Good looking pup and the 9y/o isn't a bad looking bunny-buster either.


----------



## Gobblerman (Dec 19, 2004)

Great little Puppy! Go Benny!!!!!!!!!!!!!! I had to pleasure to watch him run bunnies and shoot a few of them as well.


----------



## Wolf_Dancer34 (Nov 14, 2006)

We shot 6 bunnies today and when I got home I brought the new puppy out to check out the rabbits. I tied one of them on a rope and dragged it around for him---he went crazy trying to reach that big ole bunny that was triple the size of him. LOL I have my fingers crossed that he is going to turn out well..only time will tell but I think I found another good one.

Gobblerman we need to get together again and run Benny and your girl. We lost the place I took you hunting in the blizzard LOL but have a few other places in mind unless you can come up with something and I PROMISE I wont make you hunt when it is 50 below zero again....hee hee.


----------



## Gobblerman (Dec 19, 2004)

Wolf_Dancer34 said:


> Gobblerman we need to get together again and run Benny and your girl.
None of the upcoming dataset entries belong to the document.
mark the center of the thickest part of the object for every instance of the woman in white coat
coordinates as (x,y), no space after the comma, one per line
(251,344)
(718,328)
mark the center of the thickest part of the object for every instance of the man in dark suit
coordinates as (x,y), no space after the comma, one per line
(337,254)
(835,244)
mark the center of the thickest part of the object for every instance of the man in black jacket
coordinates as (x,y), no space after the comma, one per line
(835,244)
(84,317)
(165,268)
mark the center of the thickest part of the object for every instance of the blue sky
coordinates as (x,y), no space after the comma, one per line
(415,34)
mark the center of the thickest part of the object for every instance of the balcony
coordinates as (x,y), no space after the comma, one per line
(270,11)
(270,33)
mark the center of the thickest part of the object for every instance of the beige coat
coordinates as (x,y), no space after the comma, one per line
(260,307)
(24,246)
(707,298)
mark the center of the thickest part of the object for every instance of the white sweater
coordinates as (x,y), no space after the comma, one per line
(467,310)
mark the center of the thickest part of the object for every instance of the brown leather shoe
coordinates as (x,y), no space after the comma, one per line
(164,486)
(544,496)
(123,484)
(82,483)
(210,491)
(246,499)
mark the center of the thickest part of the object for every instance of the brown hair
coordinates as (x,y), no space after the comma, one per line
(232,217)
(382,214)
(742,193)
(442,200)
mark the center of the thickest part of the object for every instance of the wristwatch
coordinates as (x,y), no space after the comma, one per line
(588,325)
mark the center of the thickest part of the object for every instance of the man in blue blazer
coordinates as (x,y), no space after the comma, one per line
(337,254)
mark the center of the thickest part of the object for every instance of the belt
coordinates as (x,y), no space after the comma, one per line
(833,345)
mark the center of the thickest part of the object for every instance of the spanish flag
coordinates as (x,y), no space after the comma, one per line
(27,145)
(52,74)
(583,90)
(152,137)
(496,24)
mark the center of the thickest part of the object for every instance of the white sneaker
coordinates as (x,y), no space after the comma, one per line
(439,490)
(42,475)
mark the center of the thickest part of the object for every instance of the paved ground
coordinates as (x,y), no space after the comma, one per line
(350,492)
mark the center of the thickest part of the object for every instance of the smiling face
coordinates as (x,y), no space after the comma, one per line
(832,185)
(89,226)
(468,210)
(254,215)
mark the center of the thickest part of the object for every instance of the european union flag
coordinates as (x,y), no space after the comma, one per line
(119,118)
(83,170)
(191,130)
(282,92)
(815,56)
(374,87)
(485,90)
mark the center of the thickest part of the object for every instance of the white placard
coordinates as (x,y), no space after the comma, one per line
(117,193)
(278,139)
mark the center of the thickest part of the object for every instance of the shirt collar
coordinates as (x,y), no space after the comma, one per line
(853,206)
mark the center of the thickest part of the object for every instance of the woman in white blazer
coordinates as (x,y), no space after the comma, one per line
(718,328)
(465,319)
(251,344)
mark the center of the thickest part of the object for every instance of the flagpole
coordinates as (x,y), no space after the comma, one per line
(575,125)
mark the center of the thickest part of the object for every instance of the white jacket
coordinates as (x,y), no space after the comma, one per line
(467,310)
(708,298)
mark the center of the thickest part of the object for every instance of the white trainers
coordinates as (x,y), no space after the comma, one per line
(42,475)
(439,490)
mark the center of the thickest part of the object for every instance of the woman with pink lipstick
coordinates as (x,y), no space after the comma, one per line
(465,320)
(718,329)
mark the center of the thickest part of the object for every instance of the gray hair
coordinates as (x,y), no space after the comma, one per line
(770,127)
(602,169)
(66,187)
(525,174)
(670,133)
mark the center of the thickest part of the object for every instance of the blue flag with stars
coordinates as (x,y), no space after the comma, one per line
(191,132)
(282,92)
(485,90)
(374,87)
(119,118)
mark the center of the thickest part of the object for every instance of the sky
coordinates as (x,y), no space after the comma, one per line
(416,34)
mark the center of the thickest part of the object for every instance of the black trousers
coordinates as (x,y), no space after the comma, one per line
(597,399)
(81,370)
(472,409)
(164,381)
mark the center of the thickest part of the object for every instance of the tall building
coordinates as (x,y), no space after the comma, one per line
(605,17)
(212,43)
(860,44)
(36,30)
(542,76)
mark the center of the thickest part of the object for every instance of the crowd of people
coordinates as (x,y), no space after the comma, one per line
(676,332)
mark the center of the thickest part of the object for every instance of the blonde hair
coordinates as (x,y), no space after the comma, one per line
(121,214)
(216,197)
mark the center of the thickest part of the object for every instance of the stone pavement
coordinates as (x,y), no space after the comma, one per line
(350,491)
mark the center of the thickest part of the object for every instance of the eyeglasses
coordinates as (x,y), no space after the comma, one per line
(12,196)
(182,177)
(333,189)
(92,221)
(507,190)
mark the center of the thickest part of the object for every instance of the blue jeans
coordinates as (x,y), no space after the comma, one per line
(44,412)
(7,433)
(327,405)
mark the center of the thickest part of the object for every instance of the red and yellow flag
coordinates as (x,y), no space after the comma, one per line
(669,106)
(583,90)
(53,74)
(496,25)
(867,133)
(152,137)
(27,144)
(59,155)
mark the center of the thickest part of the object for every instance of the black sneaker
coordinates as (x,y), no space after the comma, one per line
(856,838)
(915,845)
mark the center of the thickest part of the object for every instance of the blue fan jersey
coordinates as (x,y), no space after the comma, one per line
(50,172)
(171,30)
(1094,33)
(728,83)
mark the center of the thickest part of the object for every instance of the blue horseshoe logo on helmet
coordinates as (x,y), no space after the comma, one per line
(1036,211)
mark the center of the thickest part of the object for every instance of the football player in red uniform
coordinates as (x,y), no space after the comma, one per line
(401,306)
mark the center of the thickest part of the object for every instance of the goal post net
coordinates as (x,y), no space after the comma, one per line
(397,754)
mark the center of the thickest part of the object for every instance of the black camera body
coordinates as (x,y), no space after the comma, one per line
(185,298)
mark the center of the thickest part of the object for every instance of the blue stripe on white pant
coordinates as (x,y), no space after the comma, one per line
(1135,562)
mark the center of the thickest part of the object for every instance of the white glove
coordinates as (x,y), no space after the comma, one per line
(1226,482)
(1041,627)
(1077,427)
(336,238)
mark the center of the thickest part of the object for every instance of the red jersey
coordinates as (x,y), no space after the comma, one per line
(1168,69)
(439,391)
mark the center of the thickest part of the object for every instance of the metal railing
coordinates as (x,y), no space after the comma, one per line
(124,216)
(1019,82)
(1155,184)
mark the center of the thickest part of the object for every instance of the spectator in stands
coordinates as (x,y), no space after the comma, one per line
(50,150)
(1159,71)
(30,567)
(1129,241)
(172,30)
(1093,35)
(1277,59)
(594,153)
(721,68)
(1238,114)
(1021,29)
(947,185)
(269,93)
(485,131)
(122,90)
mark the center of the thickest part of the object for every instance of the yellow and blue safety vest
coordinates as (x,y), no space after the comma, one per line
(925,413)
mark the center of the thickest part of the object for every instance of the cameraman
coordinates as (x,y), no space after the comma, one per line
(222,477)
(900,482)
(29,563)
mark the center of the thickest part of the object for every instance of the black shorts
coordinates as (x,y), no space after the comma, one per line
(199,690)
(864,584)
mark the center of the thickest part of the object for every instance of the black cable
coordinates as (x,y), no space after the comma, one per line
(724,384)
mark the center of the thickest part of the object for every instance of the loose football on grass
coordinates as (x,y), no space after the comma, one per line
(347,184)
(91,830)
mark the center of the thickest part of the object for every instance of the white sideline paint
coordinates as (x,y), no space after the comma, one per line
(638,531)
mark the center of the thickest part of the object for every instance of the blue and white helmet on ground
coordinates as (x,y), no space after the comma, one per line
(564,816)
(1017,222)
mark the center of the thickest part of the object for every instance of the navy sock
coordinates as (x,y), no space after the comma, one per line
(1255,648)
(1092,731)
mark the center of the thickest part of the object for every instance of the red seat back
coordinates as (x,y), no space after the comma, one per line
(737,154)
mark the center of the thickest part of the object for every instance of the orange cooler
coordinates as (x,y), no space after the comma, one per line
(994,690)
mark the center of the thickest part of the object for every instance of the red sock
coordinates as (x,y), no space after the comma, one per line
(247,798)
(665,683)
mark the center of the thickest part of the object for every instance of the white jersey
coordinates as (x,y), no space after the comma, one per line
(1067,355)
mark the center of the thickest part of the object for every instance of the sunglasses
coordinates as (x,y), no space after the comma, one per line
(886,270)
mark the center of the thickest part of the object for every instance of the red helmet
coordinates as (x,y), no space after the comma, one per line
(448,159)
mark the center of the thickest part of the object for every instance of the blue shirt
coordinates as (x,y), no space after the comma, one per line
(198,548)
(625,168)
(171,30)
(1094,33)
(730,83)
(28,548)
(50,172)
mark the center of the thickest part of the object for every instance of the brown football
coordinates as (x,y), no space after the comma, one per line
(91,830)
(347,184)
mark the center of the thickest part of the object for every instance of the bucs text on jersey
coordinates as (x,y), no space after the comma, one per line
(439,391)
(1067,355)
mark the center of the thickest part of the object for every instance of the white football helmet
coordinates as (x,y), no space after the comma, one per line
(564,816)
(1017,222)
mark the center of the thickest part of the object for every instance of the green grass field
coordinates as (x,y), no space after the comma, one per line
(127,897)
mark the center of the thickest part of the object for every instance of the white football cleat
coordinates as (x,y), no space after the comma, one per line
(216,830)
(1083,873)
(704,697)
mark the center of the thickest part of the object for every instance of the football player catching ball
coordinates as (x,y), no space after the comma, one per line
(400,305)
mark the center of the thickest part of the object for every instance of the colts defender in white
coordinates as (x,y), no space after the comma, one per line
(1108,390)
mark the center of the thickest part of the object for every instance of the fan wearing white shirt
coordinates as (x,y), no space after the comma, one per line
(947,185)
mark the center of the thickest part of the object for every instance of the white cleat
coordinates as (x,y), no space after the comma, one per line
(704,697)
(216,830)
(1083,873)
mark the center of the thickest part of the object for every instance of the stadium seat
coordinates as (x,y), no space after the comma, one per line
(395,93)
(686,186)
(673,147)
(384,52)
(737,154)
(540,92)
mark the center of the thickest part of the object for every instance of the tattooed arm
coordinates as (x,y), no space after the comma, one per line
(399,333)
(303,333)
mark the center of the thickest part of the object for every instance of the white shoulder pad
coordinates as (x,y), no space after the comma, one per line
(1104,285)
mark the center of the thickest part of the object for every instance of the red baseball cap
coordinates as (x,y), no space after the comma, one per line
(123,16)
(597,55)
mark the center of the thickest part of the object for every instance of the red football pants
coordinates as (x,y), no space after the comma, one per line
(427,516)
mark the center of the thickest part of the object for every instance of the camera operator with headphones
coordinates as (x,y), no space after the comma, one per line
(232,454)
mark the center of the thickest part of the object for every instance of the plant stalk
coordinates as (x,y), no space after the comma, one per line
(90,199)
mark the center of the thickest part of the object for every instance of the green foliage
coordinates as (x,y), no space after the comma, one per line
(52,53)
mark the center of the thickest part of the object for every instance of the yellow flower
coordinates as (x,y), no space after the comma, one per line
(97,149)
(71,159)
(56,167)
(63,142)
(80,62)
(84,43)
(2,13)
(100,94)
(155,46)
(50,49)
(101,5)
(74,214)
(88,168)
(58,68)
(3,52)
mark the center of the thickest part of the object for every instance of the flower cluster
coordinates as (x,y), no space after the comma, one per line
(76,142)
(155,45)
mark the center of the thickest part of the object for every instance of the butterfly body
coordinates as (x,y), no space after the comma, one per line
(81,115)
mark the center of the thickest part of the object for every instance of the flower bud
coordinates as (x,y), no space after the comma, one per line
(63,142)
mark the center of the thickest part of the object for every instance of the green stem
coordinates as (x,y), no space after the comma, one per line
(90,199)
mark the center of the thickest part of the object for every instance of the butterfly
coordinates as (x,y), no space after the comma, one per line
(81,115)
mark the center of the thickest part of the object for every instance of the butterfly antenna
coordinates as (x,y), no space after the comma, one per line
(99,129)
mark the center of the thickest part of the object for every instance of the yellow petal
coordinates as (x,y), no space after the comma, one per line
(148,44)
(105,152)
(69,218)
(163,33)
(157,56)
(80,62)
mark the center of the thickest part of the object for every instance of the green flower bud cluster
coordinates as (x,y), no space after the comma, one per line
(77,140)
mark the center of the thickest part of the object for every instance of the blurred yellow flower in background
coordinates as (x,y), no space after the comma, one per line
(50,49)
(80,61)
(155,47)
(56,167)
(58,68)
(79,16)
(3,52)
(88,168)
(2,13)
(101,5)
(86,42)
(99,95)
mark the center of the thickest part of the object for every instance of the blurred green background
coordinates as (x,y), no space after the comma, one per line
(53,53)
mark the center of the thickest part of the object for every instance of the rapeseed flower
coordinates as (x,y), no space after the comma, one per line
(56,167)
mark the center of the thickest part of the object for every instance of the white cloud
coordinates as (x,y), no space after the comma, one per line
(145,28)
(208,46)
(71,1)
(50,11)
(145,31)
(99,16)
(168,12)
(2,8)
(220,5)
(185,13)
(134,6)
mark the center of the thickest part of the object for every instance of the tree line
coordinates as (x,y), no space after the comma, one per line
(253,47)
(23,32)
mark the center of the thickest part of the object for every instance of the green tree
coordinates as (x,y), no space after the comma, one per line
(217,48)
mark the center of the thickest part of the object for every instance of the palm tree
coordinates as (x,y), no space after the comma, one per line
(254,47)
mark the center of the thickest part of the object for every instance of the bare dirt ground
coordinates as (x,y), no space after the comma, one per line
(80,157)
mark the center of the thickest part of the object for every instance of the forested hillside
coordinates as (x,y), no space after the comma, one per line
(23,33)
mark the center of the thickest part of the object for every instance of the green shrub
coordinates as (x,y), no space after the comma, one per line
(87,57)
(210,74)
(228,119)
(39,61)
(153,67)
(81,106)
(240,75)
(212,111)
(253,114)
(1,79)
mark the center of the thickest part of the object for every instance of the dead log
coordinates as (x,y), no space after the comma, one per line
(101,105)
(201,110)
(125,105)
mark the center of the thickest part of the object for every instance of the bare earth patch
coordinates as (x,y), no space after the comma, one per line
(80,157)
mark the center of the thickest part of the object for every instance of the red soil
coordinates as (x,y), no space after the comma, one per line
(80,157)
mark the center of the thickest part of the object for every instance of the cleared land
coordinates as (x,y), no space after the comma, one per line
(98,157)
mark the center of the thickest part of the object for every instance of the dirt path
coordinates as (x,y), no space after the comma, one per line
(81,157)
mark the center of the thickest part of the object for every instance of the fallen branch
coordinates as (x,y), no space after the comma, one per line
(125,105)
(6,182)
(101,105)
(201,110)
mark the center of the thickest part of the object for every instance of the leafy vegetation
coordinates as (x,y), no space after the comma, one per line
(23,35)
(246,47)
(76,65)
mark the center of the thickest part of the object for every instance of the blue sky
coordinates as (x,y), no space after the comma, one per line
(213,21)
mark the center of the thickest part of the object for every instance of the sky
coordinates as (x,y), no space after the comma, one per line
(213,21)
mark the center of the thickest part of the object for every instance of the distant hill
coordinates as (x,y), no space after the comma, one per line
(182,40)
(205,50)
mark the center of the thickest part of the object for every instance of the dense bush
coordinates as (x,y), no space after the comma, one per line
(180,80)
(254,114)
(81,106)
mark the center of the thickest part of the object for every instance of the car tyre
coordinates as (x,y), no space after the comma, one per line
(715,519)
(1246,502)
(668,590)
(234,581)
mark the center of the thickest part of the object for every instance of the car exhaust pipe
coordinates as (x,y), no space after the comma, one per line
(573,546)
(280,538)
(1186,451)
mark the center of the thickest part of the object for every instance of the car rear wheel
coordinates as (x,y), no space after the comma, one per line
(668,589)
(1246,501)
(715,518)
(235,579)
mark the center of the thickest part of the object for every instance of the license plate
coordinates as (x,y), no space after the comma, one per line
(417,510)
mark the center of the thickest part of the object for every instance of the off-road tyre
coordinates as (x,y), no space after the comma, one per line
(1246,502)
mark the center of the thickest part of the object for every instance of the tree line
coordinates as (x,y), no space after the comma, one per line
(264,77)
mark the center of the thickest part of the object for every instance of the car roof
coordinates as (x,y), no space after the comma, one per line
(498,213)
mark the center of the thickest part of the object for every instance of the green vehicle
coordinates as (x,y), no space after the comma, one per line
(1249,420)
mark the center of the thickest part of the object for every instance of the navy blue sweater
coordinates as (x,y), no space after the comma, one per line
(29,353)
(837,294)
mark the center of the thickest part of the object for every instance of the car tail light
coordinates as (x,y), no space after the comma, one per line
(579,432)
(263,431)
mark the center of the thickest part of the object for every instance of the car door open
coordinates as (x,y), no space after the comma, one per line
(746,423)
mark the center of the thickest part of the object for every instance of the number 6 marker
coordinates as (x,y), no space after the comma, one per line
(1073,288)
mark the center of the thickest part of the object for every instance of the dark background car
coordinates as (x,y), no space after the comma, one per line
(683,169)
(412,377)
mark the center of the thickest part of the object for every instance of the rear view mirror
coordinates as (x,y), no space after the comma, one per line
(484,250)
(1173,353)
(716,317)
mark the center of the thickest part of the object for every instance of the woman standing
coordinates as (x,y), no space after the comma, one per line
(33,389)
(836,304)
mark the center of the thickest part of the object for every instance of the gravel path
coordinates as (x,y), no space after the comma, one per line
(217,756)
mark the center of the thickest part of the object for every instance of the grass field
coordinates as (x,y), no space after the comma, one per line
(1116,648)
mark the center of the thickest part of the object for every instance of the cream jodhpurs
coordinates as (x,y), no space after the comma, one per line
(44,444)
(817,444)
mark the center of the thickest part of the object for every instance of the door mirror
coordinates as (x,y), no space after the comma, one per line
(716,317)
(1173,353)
We lost the place I took you hunting in the blizzard LOL but have a few other places in mind unless you can come up with something and I PROMISE I wont make you hunt when it is 50 below zero again....hee hee.


 
That was a cold hunt. Let's plan a hunt this year, I'll watch Benny run circles around my beagle. I'm still trying to find some good honey holes for this year. Thought I had a great spot, however the land owner said no. I'll be knocking on a few more doors this week and following up with a couple of other leads. 

Sounds like the new puppy is doing well.


----------



## 1wildchild (Apr 14, 2003)

Awesome puppy! Have a blast with him. I like the name . We should get together for a hunt soon!


----------



## Wolf_Dancer34 (Nov 14, 2006)

*Wild* we do need to get together and hunt. I will bring the dog(s). LOL 

Just an update on Brairs progress. We took him out on his first official hunt on Sunday and could not be happier. At first he was a little afraid of my older dogs bark but got over that in a hurry. Kept trying to run after him and follow him but is just a little to small yet. When we were not looking Briar would go back down the trail that Benny had been down trying to catch up with him. 

We took Briar to a set of pines which holds rabbits and let him play. Well the next thing we knew he went on his own into the pines and came out at the end row. Next we took him to a brush pile with Benny and he followed Benny right in the brush pile no questions asked. I could not stop smiling at the little pup. He had no idea what he was doing but he was doing it. After Benny pushed out a rabbit he left the pile and the pup stayed behind and did eventually push another rabbit out. We grabbed the pup and put him on the track. He is still a little young but the interest is there. 

Crazy as it sounds I have been teaching the pup to retrieve bunnies. Yes you can laugh!! We shot two rabbits and put the pup on the trail near where we had shot the bunny and let him find the rabbits. I called to him to bring them to me and the little bugger dragged with all his might to bring those bunnies to me. I sure wish that I had a camera with me for proof. 

In the house I have been working on loud sounds and at first he would shy away but now he goes right up to whatever it is I have dropped. So wasn't surprised when we shot near him during the hunt and he could have cared less. The little pup stayed on the ground for nearly 4 1/2 hours before he decided he was ready to call it quits. I ended up dragging him around in my coat for the rest of the hunt.

I know we could have shot more bunnies that day but the fun I had watching that little pup have a million first experiences was so worth it. When i go to Walmart next I will get the film developed and post pictures of previous hunts with both dogs.


----------